Sabarnya Klopp Menanti Sturridge

Novitasari Dewi Salusi - Sepakbola
Jumat, 22 Jan 2016 10:38 WIB
Foto: Getty Images/Clive Rose
Liverpool - Juergen Klopp mengakui ia bukan tipe orang yang sabar. Tapi untuk urusan terkait kesembuhan Daniel Sturridge, Klopp tidak akan menyerah untuk menunggu.

Dalam satu tahun terakhir, karier Sturridge di Liverpool lebih banyak diwarnai cedera. Musim ini saja, striker internasional Inggris itu baru tampil enam kali untuk The Reds.

Pertandingan melawan Newcastle United pada awal Desember lalu adalah penampilan terakhir Sturridge di atas lapangan. Setelahnya, Sturridge kembali harus masuk ruang perawatan karena cedera hamstring dan absen dalam 11 laga terakhir Liverpool.

Serangkaian cedera otot membuat Sturridge juga harus absen berlatih. Belum lama ini, Klopp menyatakan bahwa pemain berusia 26 tahun itu sudah tidak berlatih selama satu bulan terakhir.

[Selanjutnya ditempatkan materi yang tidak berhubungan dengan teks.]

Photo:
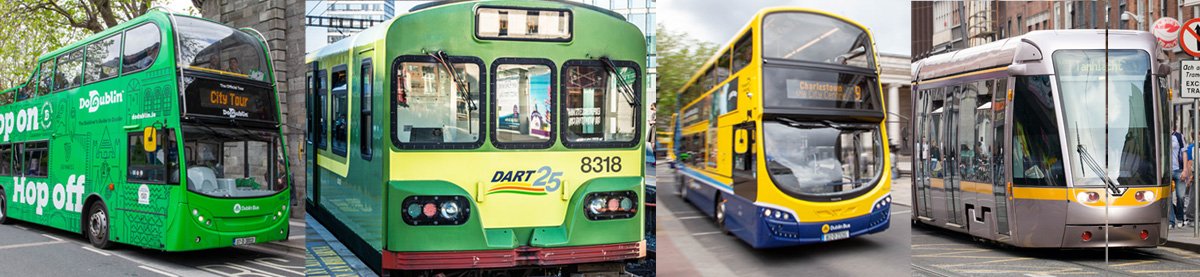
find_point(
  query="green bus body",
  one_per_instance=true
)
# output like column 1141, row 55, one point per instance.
column 91, row 131
column 364, row 204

Karena lebih sering cedera, masa depan Sturridge di Anfield pun mulai menjadi spekulasi. Belum lama ini, West Ham dikabarkan tertarik pada Sturridge meski kemudian kabar itu dibantah oleh sang manajer, Slaven Bilic.

Soal masa depan Sturridge, Klopp menegaskan bahwa ia tak perlu membuat keputusan soal hal tersebut. Meski mengaku bukan orang yang sabar, Klopp masih akan setia menunggu kesembuhan Sturridge, sama seperti saat ia menantikan pulihnya Ilkay Guendogan semasa di Borussia Dortmund.

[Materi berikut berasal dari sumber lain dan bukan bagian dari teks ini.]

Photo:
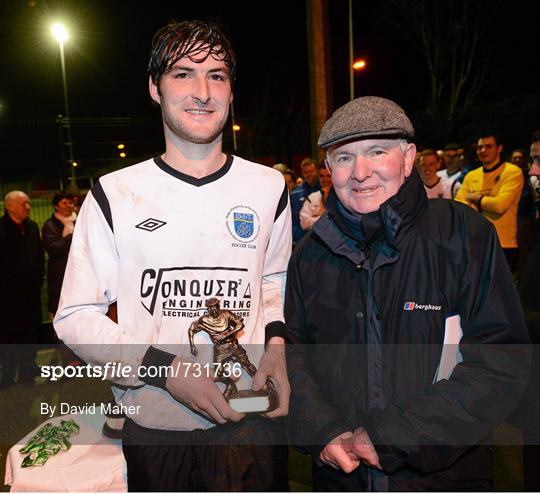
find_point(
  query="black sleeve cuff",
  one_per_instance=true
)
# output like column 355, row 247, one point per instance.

"Kami harus membuat keputusan soal apa? Saya punya kontrak 2,5 tahun lagi dan baru di sini tiga atau empat bulan. Itu bukan masalah," ujar Klopp seperti dikutip Guardian.

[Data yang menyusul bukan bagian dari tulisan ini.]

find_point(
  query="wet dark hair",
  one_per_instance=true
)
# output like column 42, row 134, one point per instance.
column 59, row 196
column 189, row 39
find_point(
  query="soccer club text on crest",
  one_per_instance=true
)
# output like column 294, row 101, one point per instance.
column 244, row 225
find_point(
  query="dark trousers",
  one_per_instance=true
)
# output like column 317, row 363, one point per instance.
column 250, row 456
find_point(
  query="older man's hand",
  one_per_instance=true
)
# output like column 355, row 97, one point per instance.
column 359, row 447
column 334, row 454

"Saya punya 15 bulan bersama Ilkay Guendogan (di Borussia Dortmund) di mana kami semua harus menunggu tapi dia cedera punggung dan kami tidak punya peluang untuk memaksanya. Masalah Daniel bukan punggung tapi otot."

"Terlepas dari tanggung jawab, kami harus melakukan segalanya yang kami mampu untuk memberinya kekuatan fisik agar bisa bermain di Premier League. Kami semua tahu cukup mudah baginya ketika dia fit tapi saat ini tidak. Kami tidak bisa mengubahnya dan saya tidak berpikir untuk membuat keputusan soal dirinya saat ini," lanjutnya.

"Punya pemain seperti Daniel di skuat Anda adalah situasi yang bagus dan ketika tidak memungkinkan untuk menurunkannya, itu bukan situasi yang bagus."

"Kita harus sabar. Itu sejujurnya bukan kemampuan terbaik saya, tapi dalam hal ini saya tidak punya pilihan lain," katanya.